- Origin: United States
- Genres: Rock
- Years active: 1979–1987
- Label: A&M Records
- Past members: David Baerwald David Ricketts

= David & David =

American rock duo

David & David (stylized as David + David) was an American rock duo composed of Los Angeles–based studio musicians David Baerwald and David Ricketts. They are best known for their debut single "Welcome to the Boomtown" from the album Boomtown.

Baerwald and Rickets attributed part of their decision in forming David & David to their dissatisfaction with their previous bands. The album Boomtown was produced by Davitt Sigerson and peaked at number 39 on the U.S. Billboard Top Pop Albums chart. It was certified Gold in the U.S. by the RIAA. The abum also reached number 33 in New Zealand. "Welcome to the Boomtown" reached number 37 on the Billboard Hot 100 in 1986 and number eight on the Billboard Album Rock Tracks chart. It also peaked at number 27 in Australia. The follow-up single, "Swallowed by the Cracks" reached number 14 on the Album Rock Tracks chart, while "Ain't So Easy" peaked at number 51 on the Hot 100 and number 17 on the Album Rock Tracks chart.

Following the release of Boomtown, David & David embarked on a tour that began in November 1986. David & David disbanded shortly after Boomtown, and Baerwald and Ricketts continued to work with other musicians. They both collaborated with Sheryl Crow on her 1993 debut LP, Tuesday Night Music Club.

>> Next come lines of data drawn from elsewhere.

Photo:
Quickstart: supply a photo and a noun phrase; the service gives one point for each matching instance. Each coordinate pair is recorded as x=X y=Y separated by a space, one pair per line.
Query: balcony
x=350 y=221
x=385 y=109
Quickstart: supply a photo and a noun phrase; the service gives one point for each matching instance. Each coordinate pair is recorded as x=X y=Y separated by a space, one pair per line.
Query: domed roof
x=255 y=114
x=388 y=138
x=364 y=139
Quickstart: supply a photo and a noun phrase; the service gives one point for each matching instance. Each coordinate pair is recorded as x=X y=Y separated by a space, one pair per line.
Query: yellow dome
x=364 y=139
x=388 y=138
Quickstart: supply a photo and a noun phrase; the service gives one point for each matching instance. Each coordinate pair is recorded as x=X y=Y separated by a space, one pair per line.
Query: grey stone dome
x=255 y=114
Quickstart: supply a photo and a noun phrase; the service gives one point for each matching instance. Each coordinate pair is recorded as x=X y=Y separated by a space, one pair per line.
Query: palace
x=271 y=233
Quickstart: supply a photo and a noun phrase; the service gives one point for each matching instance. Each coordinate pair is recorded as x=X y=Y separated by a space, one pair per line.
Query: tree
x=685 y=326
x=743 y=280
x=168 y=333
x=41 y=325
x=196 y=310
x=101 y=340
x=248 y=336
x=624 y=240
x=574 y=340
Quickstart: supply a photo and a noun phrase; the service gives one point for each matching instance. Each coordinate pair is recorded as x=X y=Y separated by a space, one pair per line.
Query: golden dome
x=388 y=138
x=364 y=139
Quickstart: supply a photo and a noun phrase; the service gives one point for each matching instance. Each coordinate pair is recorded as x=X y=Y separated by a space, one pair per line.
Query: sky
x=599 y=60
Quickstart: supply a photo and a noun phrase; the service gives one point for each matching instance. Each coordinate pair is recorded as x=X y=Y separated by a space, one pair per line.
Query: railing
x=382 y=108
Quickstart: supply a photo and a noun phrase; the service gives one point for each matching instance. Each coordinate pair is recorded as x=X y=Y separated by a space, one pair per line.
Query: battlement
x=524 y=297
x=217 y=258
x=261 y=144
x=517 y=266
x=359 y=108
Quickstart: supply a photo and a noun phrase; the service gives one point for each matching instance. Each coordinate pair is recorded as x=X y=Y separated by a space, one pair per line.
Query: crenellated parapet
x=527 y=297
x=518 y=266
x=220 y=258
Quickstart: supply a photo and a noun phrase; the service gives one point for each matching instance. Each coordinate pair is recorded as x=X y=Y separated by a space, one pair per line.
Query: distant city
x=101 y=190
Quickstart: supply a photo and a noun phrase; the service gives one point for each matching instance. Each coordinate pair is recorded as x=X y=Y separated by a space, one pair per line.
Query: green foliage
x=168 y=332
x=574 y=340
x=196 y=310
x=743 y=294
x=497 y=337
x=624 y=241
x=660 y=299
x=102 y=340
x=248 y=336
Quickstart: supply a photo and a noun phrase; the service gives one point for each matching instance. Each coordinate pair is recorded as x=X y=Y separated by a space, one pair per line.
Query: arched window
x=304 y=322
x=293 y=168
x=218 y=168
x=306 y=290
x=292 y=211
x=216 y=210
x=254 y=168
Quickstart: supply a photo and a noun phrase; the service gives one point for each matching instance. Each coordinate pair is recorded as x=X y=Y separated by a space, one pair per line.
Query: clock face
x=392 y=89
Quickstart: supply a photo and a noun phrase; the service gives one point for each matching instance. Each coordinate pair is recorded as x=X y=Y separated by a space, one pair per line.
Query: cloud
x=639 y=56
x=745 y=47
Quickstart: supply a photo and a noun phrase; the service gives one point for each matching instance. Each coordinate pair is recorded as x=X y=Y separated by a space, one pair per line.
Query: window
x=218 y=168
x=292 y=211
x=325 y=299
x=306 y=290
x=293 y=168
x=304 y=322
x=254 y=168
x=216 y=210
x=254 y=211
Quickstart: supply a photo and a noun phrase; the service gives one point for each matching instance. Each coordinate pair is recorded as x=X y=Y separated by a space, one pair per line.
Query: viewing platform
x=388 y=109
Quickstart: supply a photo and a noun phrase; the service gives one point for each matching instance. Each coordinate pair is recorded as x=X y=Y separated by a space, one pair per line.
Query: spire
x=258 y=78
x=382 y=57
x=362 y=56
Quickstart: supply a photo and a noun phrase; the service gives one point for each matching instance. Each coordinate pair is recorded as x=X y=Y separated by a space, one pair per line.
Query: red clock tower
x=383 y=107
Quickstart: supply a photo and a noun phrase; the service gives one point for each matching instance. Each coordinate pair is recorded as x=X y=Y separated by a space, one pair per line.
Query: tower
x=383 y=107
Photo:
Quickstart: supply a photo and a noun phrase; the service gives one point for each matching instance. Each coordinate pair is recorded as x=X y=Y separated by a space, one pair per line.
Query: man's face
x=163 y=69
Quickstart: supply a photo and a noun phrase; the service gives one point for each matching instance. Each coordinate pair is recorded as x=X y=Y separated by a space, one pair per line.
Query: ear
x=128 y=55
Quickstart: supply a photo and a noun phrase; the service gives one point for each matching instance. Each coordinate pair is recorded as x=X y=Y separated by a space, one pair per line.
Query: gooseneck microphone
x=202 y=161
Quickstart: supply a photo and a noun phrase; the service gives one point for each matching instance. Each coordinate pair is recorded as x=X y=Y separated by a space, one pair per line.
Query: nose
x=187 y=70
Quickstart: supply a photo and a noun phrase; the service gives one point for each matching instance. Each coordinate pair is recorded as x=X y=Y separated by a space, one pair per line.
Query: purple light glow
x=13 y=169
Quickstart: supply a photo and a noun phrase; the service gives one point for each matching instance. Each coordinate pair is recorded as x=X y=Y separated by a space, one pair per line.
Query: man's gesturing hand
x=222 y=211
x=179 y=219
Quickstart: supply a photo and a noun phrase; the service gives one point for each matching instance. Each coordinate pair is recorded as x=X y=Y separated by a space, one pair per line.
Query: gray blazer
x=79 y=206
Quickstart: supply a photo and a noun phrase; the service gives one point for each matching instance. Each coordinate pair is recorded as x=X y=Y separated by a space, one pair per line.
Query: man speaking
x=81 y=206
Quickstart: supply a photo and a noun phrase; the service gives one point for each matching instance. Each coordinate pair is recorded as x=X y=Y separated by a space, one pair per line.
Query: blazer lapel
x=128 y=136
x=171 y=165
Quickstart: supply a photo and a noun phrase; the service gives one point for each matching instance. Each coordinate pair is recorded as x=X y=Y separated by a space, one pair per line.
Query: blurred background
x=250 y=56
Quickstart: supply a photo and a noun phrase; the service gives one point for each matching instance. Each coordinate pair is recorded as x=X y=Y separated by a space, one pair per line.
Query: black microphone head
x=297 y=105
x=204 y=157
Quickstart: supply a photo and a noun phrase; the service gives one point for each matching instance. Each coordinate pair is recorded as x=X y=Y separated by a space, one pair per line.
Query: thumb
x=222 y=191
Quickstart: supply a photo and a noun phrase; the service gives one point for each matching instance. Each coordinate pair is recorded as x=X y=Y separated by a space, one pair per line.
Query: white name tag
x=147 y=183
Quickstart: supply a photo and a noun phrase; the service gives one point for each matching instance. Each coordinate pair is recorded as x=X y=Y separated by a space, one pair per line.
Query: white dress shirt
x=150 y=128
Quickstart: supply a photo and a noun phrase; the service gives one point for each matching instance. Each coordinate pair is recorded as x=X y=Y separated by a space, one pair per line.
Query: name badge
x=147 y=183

It was reported in 2016 that the duo were working on a second album.

==Discography==

===Studio albums===
- Boomtown (1986)

===Singles===

Title: Release; Peak chart positions; Album
US: US Main; Aus
"Welcome to the Boomtown" (b/w "A Rock for the Forgotten"): 1986; 37; 8; 27; Boomtown
"Swallowed by the Cracks" (b/w "All Alone in the Big City"): —; 14; 96
"Ain't So Easy" (b/w "Swimming in the Ocean"): 1987; 51; 17; 87
"—" denotes a recording that did not chart.